At that time the membership fee was only Rs. 3/-. With this subscription, lending of books started. The popularity of the library was such that there was a demand for a permanent building with all modern facilities.
A conference was held under the chairmanship of the first Mayor of Jaffna Sam Sabapathy, to find ways and means of collecting funds to build a new library. It was decided to conduct a carnival, music and dance recitals by Indian artistes, sale of lottery tickets etc. Large sums beyond the expectation of the organisers, was collected. A library committee was formed in 1953, Rev. Fr. Long, who was the rector of St. Patrick's College at that time, was also a member in this committee (it should be noted here that Fr. Long died of a heart attack [in Australia] when he heard of the burning of the library).
Statute of Fr. Long
The contribution made by Fr. Long was so great that his statue was erected in front of the library by the public. The library committee invited a leading specialist in library science, Prof. S. R. Ranganathan from Delhi, to advise on the formation of the library to international standard. It also invited K. S. Narasimman, who was at that time the architect to the Madras government, an authority in Dravidian architecture.

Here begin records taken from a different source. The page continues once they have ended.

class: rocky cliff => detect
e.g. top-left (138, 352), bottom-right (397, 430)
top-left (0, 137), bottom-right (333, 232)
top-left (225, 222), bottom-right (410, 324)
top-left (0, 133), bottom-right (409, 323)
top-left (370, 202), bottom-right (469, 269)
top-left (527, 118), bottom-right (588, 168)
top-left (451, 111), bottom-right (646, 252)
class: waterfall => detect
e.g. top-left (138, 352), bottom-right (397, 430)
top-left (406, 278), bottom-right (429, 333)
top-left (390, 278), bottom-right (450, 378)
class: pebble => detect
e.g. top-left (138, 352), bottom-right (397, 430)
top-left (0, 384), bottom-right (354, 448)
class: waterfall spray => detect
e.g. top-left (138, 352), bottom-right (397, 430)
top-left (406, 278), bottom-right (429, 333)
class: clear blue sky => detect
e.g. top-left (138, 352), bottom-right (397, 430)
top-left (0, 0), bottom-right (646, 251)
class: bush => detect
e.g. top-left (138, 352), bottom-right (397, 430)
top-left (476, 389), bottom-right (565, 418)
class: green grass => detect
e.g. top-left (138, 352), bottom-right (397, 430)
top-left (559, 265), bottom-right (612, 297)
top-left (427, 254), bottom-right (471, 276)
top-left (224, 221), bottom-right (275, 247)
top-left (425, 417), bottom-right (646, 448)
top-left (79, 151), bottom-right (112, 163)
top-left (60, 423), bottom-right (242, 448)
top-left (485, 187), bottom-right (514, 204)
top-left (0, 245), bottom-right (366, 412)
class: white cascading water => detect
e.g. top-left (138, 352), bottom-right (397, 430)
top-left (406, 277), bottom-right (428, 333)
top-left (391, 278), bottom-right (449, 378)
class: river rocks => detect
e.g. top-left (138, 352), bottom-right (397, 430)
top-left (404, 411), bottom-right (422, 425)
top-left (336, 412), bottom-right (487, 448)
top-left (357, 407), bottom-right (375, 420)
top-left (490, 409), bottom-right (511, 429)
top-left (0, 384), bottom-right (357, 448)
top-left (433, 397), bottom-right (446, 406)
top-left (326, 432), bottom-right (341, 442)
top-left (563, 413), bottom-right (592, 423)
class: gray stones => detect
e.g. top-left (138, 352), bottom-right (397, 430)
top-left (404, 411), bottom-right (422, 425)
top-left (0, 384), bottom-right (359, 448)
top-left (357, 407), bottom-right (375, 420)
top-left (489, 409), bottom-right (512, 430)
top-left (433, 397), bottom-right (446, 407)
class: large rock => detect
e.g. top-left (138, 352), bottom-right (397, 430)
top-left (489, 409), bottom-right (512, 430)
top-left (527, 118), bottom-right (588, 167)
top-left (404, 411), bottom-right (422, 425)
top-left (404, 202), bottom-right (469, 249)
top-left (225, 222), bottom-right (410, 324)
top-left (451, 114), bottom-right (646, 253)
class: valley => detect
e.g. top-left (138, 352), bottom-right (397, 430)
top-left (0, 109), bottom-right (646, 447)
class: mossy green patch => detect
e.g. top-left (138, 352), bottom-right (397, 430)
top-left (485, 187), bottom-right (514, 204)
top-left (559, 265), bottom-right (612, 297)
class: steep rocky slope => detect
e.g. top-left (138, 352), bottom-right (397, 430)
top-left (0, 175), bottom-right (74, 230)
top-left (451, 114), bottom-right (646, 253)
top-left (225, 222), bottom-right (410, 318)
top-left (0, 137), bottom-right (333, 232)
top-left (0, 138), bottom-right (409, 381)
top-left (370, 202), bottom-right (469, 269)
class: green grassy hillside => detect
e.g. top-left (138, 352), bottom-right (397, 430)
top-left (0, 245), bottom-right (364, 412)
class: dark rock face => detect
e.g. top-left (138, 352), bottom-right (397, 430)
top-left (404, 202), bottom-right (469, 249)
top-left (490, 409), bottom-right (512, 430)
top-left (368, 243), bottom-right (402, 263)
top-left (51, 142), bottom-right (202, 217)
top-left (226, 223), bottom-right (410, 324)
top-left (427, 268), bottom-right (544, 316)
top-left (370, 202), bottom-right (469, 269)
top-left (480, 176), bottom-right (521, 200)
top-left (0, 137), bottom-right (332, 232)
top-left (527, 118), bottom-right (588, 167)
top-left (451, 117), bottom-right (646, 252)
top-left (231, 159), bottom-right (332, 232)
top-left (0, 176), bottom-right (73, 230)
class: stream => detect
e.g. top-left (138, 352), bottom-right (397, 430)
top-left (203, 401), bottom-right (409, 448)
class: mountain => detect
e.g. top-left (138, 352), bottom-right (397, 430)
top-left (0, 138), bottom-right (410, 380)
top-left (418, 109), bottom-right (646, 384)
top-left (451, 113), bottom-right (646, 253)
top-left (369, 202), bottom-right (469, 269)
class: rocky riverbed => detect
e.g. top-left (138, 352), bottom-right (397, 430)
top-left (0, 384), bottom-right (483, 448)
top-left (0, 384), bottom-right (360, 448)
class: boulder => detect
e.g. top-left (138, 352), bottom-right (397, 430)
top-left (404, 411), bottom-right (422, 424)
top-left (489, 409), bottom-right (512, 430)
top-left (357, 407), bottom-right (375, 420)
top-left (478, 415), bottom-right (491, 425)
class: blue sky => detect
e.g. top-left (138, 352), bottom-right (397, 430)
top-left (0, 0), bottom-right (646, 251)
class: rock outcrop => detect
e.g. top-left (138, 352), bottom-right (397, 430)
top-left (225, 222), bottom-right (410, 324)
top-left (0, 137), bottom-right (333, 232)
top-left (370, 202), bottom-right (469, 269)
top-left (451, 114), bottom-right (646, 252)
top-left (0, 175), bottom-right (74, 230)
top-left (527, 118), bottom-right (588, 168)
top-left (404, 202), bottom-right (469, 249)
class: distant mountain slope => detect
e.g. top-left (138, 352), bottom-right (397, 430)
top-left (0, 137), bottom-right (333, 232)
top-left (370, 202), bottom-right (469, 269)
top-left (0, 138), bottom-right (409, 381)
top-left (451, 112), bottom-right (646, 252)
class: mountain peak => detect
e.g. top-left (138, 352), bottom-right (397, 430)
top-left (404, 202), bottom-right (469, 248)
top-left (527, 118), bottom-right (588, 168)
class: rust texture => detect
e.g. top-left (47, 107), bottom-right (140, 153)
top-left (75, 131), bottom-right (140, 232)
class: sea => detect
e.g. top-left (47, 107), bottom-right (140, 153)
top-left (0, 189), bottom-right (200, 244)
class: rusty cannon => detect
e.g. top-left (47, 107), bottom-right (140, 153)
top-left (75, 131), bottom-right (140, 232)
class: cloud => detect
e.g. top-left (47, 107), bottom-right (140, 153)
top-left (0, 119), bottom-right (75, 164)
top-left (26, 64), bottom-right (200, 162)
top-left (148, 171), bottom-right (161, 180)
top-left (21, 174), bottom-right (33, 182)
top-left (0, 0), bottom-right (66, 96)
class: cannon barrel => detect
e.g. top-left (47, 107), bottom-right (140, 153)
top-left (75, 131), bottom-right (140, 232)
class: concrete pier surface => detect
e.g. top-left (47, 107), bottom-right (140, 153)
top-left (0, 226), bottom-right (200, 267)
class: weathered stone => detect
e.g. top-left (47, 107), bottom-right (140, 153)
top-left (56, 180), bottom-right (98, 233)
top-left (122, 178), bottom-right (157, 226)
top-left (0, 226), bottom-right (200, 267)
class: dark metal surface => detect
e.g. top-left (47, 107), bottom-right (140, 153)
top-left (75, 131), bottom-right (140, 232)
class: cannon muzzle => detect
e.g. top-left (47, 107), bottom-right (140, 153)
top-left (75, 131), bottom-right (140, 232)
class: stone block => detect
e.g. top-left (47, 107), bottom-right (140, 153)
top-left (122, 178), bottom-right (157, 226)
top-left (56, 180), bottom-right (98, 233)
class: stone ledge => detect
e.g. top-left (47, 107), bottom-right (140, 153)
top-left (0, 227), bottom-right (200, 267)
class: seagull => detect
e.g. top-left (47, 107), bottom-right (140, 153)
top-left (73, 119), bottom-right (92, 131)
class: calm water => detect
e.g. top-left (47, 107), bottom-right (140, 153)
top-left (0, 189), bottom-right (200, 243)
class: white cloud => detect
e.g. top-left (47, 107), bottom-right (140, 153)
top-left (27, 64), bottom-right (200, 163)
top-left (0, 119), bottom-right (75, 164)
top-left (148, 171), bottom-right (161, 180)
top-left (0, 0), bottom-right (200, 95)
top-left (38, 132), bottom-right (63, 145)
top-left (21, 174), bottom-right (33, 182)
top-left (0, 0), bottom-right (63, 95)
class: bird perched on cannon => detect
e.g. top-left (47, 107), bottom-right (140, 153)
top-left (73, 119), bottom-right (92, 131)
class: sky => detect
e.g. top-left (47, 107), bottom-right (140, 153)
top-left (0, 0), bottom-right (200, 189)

A master plan was drawn and the front wing was to be built as stage one and the rear wing to be built later as stage two. The foundation was laid for stage on March 29 1953, in the presence of several educationists and well wishers, not only from Jaffna, but from all over the island and from India.
The first stage of the building was completed and on October 11, 1959, the building was ceremonially opened by the then mayor of Jaffna, Alfred Duraiappah. A children's section was opened on November 03, 1967. Asia Foundation donated books worth Rs. 9,500/-. At that time this amount was a large sum.
An auditorium was opened in the first floor in 1971 for the purpose of holding lectures, seminars, literary and cultural performances. Valuable books and centuries-old ola manuscripts were collected from the time of Mr. Chellappah in 1933.
There were about 97,000 valuable books, old newspapers and magazines up to the torching of the library on June 01, 1981.”
The government of Sri Lanka, which gets involved in building Buddhist monuments, temples and convention centers, never contributed even a penny.
Tamils may have been willing to forgive and forget in 1981, which we doubt. They certainly will not in the year 2001.